Soweit dieses. Aber wenn wir schonmal dabei sind, dann schauen wir gleich noch weiter.
In älteren Texten findet man Hinweise darauf, dass es die Bönpos nicht nur in Tibet gegeben hat, sondern auch in der Mongolei. Und dort sind sie nicht vom Buddhismus verdrängt worden, sondern praktizieren weiterhin Schamanismus.
In neueren Texten findet man diese Bezugsetzung nicht mehr.

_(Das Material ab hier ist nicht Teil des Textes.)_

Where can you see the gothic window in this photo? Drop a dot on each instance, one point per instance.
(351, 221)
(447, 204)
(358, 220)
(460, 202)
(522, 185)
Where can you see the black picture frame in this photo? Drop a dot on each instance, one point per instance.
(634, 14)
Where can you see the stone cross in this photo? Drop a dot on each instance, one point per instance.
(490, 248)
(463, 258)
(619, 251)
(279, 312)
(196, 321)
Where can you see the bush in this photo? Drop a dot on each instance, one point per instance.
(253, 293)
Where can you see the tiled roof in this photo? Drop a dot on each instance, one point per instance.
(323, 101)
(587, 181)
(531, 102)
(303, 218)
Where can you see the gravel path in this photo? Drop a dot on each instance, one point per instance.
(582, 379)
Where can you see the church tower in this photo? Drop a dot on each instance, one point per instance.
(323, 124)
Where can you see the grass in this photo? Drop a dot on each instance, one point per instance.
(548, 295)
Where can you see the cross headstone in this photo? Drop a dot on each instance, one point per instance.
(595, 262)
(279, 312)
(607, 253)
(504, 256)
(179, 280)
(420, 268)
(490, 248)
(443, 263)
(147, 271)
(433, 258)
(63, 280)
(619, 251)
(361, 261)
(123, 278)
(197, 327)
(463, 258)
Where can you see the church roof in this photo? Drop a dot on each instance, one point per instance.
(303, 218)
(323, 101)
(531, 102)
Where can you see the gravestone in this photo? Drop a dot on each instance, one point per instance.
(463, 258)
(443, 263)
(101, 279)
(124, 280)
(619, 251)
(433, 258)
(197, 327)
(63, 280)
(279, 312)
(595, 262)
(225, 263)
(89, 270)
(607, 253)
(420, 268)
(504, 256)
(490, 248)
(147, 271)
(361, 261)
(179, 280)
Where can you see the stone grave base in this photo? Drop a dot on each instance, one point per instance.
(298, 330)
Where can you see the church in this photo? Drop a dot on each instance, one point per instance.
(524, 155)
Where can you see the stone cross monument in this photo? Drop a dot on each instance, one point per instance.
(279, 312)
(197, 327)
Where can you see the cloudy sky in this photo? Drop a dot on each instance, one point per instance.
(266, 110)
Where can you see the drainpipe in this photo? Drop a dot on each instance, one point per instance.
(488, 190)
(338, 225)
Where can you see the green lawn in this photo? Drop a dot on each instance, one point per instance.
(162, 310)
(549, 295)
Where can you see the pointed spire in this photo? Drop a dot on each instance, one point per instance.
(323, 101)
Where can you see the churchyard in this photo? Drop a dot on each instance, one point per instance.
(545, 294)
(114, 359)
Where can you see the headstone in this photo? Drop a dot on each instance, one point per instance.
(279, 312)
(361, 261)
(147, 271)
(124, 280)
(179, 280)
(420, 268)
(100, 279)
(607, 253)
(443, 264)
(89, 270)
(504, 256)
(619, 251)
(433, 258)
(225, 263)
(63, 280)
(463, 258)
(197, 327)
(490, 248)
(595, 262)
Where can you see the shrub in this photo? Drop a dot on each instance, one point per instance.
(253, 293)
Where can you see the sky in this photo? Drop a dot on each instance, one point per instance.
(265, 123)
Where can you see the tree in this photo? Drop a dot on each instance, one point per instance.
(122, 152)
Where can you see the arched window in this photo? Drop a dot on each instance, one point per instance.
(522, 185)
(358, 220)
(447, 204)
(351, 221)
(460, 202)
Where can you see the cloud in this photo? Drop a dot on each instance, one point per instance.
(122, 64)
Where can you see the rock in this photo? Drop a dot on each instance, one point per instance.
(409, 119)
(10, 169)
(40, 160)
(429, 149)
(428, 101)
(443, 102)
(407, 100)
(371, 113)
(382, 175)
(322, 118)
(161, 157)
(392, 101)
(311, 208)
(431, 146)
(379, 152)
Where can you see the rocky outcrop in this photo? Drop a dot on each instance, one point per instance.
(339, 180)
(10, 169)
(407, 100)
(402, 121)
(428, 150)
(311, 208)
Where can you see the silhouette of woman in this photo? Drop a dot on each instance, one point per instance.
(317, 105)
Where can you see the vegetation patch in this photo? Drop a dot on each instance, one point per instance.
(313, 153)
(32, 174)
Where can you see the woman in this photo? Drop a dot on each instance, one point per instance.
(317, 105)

Stattdessen ist man übereingekommen, den mongolischen Schamanismus als Tengrismus zu bezeichnen, weil man nämlich herausgefunden zu haben meint, dass es sich da um eine durchgängige Weltanschauung der zentralasiatischen Völker handelt (womit auch der sibirische Schamanismus bzw. die Turkvölker einbezogen sind). Das hat aber vor allem marketingtechnische Gründe.
Warum also sind diese Zusammenhänge nicht allgemein bekannt, und warum steht Bön nicht als Schamanismus im Fokus des Interesses? Der Grund ist einfach: weil das marketingschädlich wäre.

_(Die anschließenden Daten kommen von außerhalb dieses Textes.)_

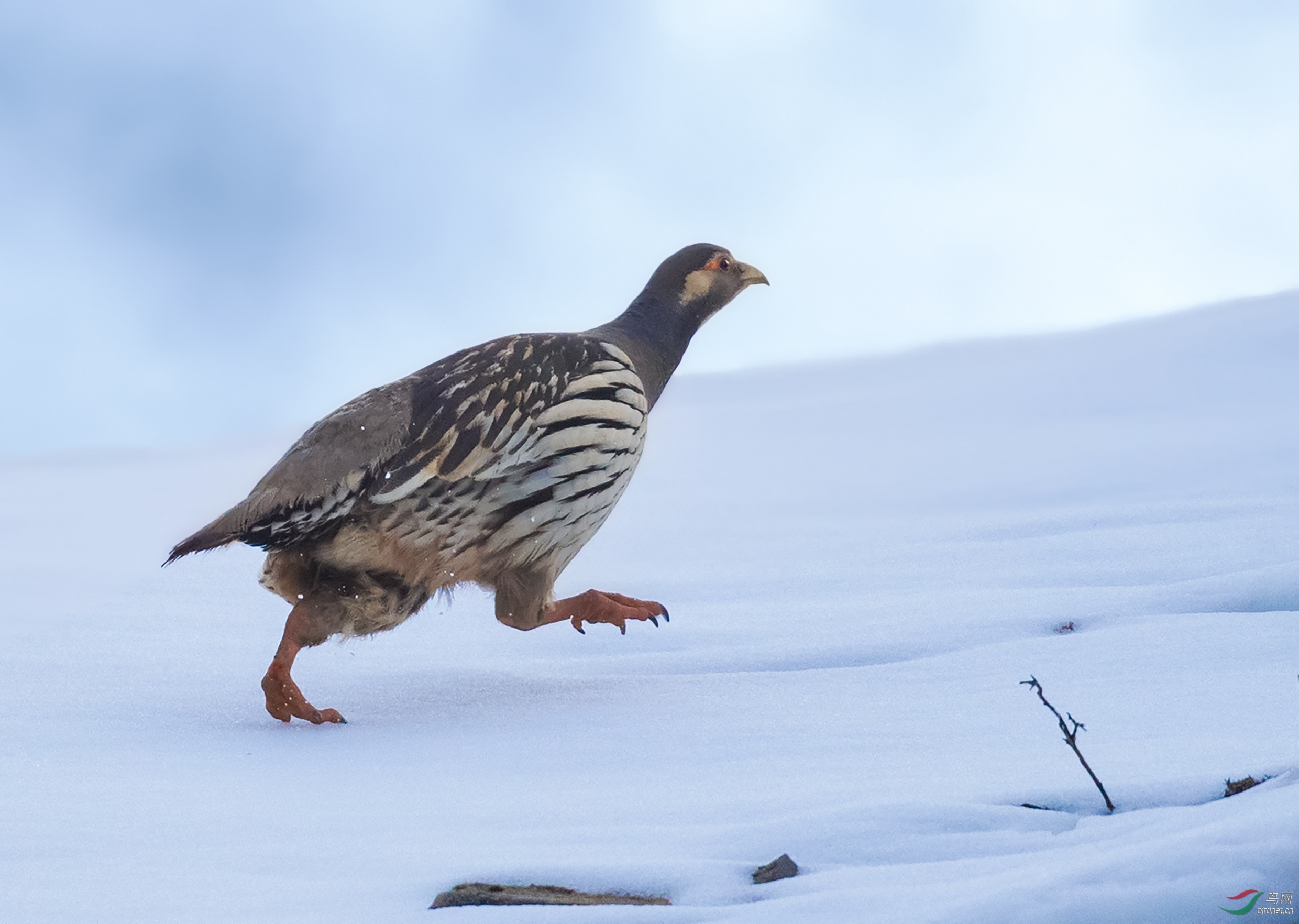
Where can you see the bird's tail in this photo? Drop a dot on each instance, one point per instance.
(213, 536)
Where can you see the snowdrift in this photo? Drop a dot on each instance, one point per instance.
(862, 562)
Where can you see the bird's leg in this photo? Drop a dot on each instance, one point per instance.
(601, 606)
(283, 698)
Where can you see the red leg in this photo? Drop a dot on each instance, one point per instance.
(283, 698)
(599, 606)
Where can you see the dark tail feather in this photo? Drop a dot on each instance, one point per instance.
(199, 542)
(213, 536)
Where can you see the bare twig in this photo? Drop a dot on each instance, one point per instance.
(1071, 736)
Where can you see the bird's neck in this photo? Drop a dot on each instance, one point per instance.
(655, 337)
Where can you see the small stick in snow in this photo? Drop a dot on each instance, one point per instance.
(1071, 736)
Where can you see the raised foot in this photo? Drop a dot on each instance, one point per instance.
(602, 606)
(285, 701)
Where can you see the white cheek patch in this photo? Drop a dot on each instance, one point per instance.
(697, 285)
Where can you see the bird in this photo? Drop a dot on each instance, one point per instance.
(493, 467)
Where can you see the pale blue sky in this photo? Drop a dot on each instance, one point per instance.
(229, 217)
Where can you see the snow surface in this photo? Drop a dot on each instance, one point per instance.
(862, 562)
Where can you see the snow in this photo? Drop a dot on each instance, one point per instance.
(862, 562)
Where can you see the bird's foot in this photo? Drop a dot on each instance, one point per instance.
(601, 606)
(285, 701)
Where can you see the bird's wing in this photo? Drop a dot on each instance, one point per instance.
(518, 406)
(478, 414)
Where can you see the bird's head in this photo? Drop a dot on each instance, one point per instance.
(698, 281)
(688, 289)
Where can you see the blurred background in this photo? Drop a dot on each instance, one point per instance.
(230, 217)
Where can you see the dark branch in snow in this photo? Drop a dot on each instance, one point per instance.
(1070, 736)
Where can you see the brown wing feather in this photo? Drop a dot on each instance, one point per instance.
(471, 414)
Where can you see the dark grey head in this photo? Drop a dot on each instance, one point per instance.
(688, 289)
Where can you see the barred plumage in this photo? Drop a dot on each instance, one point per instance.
(493, 466)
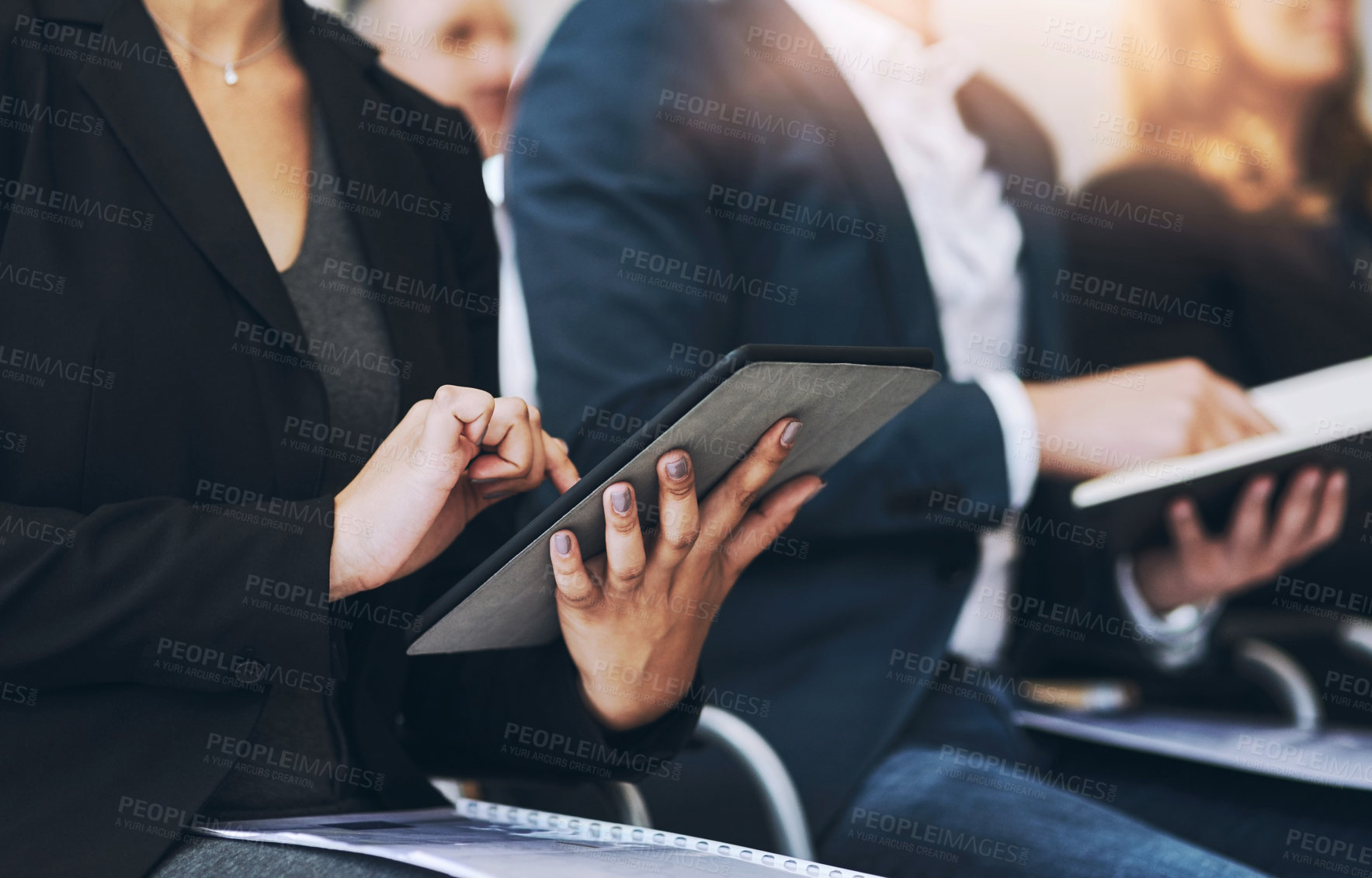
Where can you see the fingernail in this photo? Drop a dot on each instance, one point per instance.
(678, 468)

Der tibetische Buddhismus verkauft sich ganz hervorragend als Buddhismus; der Dalai Lama ist ein Star, tourt durch die ganze Welt und tritt in vollbesetzen Hallen auf. Hier einen Zusammenhang zu Schamanismus herzustellen, wäre eher schädlich, weil es die Fans mit ihren einfach gestrickten Klischeebildchen lediglich verwirren würde.

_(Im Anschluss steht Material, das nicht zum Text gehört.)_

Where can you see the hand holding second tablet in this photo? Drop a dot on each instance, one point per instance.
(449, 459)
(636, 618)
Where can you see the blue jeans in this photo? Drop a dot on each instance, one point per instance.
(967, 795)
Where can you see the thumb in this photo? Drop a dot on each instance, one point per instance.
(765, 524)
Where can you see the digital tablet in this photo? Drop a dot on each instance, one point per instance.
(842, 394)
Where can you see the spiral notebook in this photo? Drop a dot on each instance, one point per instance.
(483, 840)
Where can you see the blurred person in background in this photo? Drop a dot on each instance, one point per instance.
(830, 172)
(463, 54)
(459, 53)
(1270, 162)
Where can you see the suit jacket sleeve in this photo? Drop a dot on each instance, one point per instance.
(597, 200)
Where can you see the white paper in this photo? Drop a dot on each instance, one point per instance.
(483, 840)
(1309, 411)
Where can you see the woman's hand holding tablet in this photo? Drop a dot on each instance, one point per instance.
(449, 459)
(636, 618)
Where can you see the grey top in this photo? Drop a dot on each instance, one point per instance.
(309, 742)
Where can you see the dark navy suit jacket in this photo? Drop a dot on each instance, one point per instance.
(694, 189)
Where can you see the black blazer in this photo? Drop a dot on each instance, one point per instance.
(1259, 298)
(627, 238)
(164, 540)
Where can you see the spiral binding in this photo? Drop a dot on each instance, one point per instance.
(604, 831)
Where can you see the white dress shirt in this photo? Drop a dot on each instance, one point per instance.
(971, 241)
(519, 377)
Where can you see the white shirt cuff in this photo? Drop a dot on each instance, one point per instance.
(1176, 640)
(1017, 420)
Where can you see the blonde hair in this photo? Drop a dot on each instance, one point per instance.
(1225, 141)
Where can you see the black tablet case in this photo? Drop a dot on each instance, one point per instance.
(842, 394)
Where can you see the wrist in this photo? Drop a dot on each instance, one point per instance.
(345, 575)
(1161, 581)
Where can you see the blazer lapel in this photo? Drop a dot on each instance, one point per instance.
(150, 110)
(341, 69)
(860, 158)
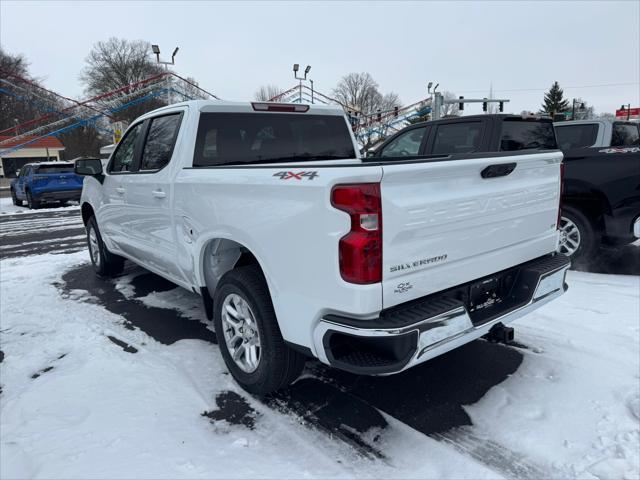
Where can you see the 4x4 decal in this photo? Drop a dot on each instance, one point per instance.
(297, 175)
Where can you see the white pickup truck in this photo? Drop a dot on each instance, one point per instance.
(300, 248)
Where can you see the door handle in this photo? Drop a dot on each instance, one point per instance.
(499, 170)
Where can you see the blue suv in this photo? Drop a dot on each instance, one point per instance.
(38, 183)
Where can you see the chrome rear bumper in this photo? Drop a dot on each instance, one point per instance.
(388, 347)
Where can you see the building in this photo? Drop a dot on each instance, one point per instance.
(42, 150)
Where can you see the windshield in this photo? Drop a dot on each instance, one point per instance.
(246, 138)
(63, 168)
(520, 134)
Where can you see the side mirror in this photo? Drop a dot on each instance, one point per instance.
(88, 166)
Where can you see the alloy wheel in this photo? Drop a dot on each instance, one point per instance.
(569, 237)
(240, 332)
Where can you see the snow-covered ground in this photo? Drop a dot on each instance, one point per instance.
(7, 207)
(86, 395)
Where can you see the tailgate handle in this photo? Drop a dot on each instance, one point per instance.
(499, 170)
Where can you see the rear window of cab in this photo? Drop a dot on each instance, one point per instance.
(251, 138)
(62, 168)
(524, 134)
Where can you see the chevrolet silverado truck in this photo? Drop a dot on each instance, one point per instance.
(300, 248)
(601, 200)
(601, 192)
(45, 182)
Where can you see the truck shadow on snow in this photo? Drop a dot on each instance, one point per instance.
(429, 398)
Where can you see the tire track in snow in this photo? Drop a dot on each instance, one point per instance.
(35, 233)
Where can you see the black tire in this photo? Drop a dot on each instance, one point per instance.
(105, 263)
(14, 198)
(278, 364)
(32, 203)
(590, 238)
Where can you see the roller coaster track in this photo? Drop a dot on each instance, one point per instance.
(74, 113)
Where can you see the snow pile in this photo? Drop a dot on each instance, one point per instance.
(573, 405)
(77, 403)
(8, 208)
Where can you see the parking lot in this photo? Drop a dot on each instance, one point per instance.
(127, 370)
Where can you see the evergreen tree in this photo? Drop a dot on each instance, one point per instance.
(554, 101)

Schamanismus auf der anderen seite verkauft sich als Produkt auch ganz hervorragend. Und deswegen hat man die zentralasiatischen animistisch-schamanistischen Weltanschauungen unter einem Überbegriff zusammengefasst. Damit kann man jetzt nämlich finanziell potente westliche Esoterik-Konsumenten
in die Mongolei karren und ihnen dort den "Schamanismus" vorführen, den sie erwarten und sehen wollen - Hausbesuch mit Heilzeremonie und "fast ausgestorbene Rituale" inclusive.
Es ist im Grunde dasselbe wie bei Kraft Foods: Milka ist Kraft Foods und wird als Milka verkauft, Toblerone ist Kraft Foods und wird als Toblerone verkauft - einfach weil die Leute diese Produkte haben wollen - aber drin ist dieselbe Schokolade und sie kommt auch aus denselben Maschinen. Es geht nur um Marketing.
Wenn Du authentischen mongolischen Schamanismus erleben wolltest, hättest du vor zehn Jahren hinfahren müssen - heute ist er durch Tourismus zerstört, und stattdessen werden Markterwartungen befriedigt: Schamanen als Sightseeing-Objekt.